Republicans should be ready with proposals that will help health care ultimately become a normal market, where patients are in charge, not such third-party payers as health insurers, Medicare and Medicaid. Currently, the patient isn’t the “customer,” which is why so many thousands of them die unnecessarily from infections received at hospitals or from medical errors. The current system works to make the patient as passive as possible. A consumer revolution won’t be achieved overnight, but several ideas will help.

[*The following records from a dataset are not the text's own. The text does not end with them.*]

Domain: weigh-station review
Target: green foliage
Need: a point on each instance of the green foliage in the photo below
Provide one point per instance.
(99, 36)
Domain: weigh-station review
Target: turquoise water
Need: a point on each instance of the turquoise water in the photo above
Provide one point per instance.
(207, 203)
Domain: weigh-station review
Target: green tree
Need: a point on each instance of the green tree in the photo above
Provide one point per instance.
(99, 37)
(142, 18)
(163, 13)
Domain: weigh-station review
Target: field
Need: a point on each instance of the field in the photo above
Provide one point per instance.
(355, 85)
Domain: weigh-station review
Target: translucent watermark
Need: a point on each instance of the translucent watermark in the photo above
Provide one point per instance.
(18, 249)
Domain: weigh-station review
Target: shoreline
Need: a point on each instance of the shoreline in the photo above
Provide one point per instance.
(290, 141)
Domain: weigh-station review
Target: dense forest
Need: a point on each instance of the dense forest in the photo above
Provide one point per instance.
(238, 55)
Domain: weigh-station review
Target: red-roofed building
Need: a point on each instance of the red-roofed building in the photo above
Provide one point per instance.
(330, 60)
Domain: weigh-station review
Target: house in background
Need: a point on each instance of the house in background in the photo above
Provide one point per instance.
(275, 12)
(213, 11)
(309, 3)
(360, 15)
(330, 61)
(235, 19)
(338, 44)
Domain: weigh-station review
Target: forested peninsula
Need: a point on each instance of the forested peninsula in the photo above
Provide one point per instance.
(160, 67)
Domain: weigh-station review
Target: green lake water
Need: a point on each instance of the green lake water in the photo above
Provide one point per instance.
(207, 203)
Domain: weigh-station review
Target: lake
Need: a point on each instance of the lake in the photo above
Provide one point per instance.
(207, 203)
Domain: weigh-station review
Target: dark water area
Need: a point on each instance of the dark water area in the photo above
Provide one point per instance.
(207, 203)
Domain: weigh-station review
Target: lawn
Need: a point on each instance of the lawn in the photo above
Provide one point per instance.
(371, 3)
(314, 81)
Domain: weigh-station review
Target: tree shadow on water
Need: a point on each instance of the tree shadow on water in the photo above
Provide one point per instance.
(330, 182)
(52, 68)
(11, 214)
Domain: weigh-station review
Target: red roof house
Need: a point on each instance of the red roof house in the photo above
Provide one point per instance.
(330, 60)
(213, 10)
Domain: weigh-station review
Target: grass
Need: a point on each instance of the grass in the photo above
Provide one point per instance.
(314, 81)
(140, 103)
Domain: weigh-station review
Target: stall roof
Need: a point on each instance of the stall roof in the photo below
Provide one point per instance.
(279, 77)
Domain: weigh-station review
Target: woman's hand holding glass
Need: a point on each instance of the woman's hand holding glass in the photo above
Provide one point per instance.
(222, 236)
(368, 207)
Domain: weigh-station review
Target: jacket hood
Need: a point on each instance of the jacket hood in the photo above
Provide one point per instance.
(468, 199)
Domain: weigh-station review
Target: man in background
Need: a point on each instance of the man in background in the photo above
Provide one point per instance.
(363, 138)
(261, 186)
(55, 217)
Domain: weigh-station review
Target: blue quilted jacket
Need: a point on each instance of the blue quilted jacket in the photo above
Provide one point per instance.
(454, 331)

– Nationwide shopping for health insurance. Bust up the Balkanized, state-by-state arrangement we have today. We’re one country, after all. There’s no reason that a resident of, say, New Jersey shouldn’t be allowed to buy a policy offered in Wisconsin. Let scores of companies compete for your business instead of the handful you now have.

– Transparency for prices. Require hospitals and clinics to post their prices for all treatments, medications and services. The disparity in pricing can be astonishing. …

… – Transparency of performance. Require hospitals to post monthly statements on how many patients died from infections contracted after they were admitted.

– Medicare transparency. Reveal each year what Medicare recipients–hospitals, clinics, practitioners–receive in payments from the Medicare program. Such information would be hugely useful in ferreting out fraud, as suspicious patterns and practices would be quickly apparent.

– Equalized tax treatment. Employers and the self-employed can deduct their premiums. Individuals can’t, which can immediately put them at a huge disadvantage regarding the effective price they get for insurance.

– Freedom of choice. Let people choose their own policies, not be required to accept what bureaucrats think they should have.